SOCTA 2017

foreword

I am pleased to present the European Union (EU) Serious and Organised Crime Threat Assessment 2017 (SOCTA 2017). The SOCTA 2017 is Europol’s flagship product providing information to Europe’s law enforcement community and decisionmakers. It serves as the cornerstone of the EU Policy Cycle for Serious and Organised Crime.

The Policy Cycle ensures effective cooperation between national law enforcement agencies, EU Institutions, EU Agencies and other relevant partners in the fight against serious and organised crime. This is the second edition of the SOCTA, following its inaugural edition released in 2013. The SOCTA 2017 delivers a set of recommendations based on an indepth analysis of the major crime threats facing the EU. The Council of Justice and Home Affairs Ministers will use these recommendations to define priorities for the coming four years.

The SOCTA 2017 is the outcome of the work of many contributors from law enforcement authorities in the Member States, in countries with strategic and operational agreements with Europol, our institutional partners in the EU and Europol.

Europol is a key partner to the Member States in meeting security challenges by providing a highly developed platform for the exchange of criminal intelligence as well as analytical and operational support for some of the most complex international investigations in the EU to date.

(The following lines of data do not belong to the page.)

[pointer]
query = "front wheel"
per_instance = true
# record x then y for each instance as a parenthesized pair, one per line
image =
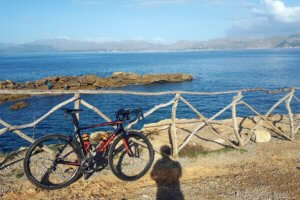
(130, 156)
(53, 162)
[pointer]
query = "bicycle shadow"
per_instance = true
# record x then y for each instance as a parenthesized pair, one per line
(166, 173)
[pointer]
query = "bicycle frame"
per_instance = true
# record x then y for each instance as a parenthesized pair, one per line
(101, 146)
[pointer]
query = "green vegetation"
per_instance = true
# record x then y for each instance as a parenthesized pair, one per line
(193, 151)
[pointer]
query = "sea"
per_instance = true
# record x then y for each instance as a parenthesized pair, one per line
(212, 70)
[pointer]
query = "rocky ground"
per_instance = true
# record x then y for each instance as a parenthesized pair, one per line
(118, 79)
(269, 170)
(263, 171)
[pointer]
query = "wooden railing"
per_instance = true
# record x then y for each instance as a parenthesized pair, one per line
(237, 100)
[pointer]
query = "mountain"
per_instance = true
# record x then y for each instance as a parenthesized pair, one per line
(292, 41)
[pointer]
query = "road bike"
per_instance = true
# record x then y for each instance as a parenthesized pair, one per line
(55, 161)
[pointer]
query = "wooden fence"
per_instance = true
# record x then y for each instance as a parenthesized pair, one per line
(237, 100)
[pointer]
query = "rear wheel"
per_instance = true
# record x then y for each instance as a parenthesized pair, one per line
(130, 157)
(53, 162)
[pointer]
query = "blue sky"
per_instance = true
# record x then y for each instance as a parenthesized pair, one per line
(151, 20)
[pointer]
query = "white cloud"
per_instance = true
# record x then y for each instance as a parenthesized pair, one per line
(158, 40)
(101, 39)
(272, 17)
(88, 2)
(281, 12)
(153, 3)
(137, 38)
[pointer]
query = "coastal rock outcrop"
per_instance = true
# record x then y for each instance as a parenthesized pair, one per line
(18, 105)
(90, 81)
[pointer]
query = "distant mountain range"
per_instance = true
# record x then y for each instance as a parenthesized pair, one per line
(53, 45)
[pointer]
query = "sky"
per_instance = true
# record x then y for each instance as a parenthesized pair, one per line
(160, 21)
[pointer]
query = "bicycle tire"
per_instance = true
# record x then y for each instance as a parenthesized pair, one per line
(119, 159)
(38, 160)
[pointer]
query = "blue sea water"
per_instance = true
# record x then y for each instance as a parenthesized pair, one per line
(217, 70)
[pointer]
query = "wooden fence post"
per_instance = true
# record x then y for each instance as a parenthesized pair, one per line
(173, 127)
(77, 103)
(234, 119)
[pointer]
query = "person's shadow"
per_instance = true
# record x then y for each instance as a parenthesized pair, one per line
(166, 173)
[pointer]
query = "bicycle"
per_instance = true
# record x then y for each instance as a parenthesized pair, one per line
(56, 161)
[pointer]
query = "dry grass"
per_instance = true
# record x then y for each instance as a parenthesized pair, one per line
(193, 151)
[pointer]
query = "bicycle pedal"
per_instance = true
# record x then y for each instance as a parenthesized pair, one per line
(87, 175)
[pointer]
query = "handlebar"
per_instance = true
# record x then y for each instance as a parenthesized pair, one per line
(124, 114)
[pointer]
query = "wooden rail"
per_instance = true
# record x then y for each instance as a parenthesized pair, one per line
(237, 100)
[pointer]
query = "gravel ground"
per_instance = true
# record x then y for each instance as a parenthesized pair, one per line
(263, 171)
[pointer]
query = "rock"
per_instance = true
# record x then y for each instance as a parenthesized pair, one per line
(261, 135)
(18, 105)
(88, 79)
(8, 84)
(89, 82)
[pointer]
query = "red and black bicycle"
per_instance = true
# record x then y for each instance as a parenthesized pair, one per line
(56, 161)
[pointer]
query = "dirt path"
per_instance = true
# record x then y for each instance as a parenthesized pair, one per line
(264, 171)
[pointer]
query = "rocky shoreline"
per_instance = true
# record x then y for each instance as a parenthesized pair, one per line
(89, 82)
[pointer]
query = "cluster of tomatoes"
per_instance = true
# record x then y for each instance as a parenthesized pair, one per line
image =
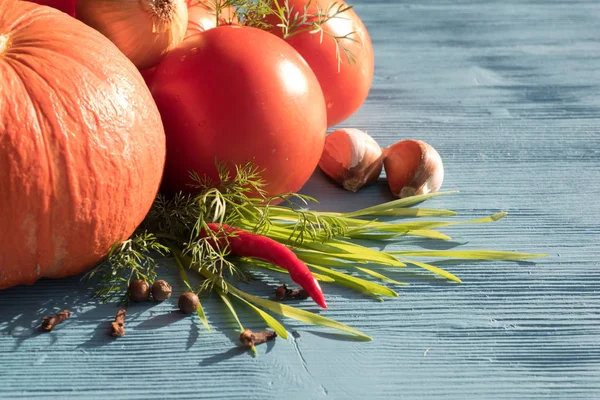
(236, 94)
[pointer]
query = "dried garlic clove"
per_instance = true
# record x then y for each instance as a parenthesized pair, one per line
(351, 158)
(413, 167)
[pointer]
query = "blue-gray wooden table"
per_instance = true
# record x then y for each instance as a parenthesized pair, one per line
(508, 93)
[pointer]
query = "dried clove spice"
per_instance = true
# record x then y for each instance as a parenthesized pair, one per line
(249, 338)
(188, 302)
(139, 290)
(161, 290)
(283, 293)
(117, 327)
(50, 321)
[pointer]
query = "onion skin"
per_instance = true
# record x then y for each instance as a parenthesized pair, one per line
(144, 30)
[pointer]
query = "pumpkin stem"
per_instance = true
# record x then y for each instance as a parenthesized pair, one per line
(164, 9)
(3, 44)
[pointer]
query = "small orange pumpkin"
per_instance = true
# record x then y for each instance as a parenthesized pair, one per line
(82, 146)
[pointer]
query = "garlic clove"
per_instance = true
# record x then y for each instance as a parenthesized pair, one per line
(351, 158)
(413, 167)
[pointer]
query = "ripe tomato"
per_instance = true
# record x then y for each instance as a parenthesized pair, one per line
(345, 89)
(237, 94)
(147, 74)
(202, 16)
(66, 6)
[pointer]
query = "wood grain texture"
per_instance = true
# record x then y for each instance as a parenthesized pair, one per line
(508, 93)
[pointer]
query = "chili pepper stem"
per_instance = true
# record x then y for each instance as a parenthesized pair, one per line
(250, 339)
(117, 327)
(243, 243)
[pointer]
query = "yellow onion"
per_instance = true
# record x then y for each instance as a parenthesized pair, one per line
(144, 30)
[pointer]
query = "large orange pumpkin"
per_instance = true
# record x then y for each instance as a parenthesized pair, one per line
(82, 145)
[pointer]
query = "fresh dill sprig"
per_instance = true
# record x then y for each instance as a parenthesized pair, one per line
(177, 227)
(261, 13)
(127, 261)
(293, 22)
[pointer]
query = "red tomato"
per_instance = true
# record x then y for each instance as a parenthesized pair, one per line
(147, 74)
(345, 89)
(66, 6)
(235, 94)
(202, 17)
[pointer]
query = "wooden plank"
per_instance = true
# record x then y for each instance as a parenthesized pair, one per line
(508, 93)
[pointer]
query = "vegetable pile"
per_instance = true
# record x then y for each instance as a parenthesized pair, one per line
(223, 105)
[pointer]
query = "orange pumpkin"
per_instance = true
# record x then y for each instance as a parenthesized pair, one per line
(82, 145)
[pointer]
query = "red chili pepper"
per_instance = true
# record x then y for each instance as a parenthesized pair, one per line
(247, 244)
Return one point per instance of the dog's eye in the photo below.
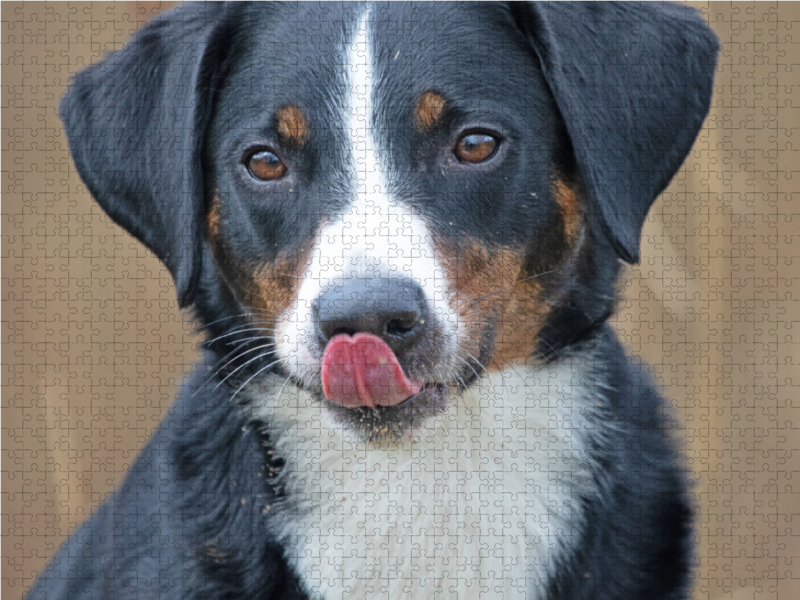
(265, 166)
(475, 148)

In drafting the SOCTA 2017, Europol harnessed this unique information position.

The SOCTA 2017 represents the outcome of the largest data collection on serious and organised crime ever undertaken in the EU. Europol has been able to use its singular intelligence capability as the information hub for criminal intelligence in the EU to analyse and identify the key crime threats facing the EU today.

Informed by its analysis of the prevailing threat, the SOCTA 2017 identifies a number of key priorities, which, in Europol’s view, require the greatest concerted action by Member States and other actors to ensure the most effective impact. These include cybercrime, the production, trafficking and distribution of illicit drugs, migrant smuggling, organised property crime, and the trafficking in human beings (THB). In addition, Europol recommends focussing on three cross-cutting crime threats with a significant impact across the spectrum of serious and organised crime – document fraud, money laundering and the online trade in illicit goods and services. The SOCTA 2017 also explores potential links between serious and organised crime and terrorism.

In 2013, Europol reported the presence of at least 3,600 internationally operating Organised Crime Groups (OCGs) in the EU. In the SOCTA 2017, we identify approximately 5,000 international OCGs currently under investigation in the EU. This increase is primarily a reflection of a much improved intelligence picture. It is also an indication of shifts in criminal markets and the emergence of smaller groups and individual criminal entrepreneurs in specific criminal activities, especially those taking place online.

These developments highlight the complex dynamics that shape the serious and organised crime landscape in the EU. They also emphasise the need for the continued and enhanced exchange of information between law enforcement authorities as part of their day-to-day business. Connecting law enforcement authorities and facilitating the real-time 24/7 exchange of information remains Europol’s core business.

The SOCTA 2017 is a forward-looking document that both describes and anticipates emerging threats from serious and organised crime. In this edition of the SOCTA, we highlight the role of technology in particular. Criminals have always been adept at exploiting technology. However, the rate of technological innovation and the ability of organised criminals to adapt these technologies have been increasing steadily over recent years. Developments such as the emergence of the online trade in illicit goods and services are set to result in significant shifts in criminal markets and confront law enforcement authorities with new challenges.

In identifying and specifying these challenges, Europol hopes to provide a tangible contribution to the efforts of Member States and the EU in fighting serious and organised crime. I look forward to Europol’s continued support for and cooperation with law enforcement agencies and other partners in the EU and beyond.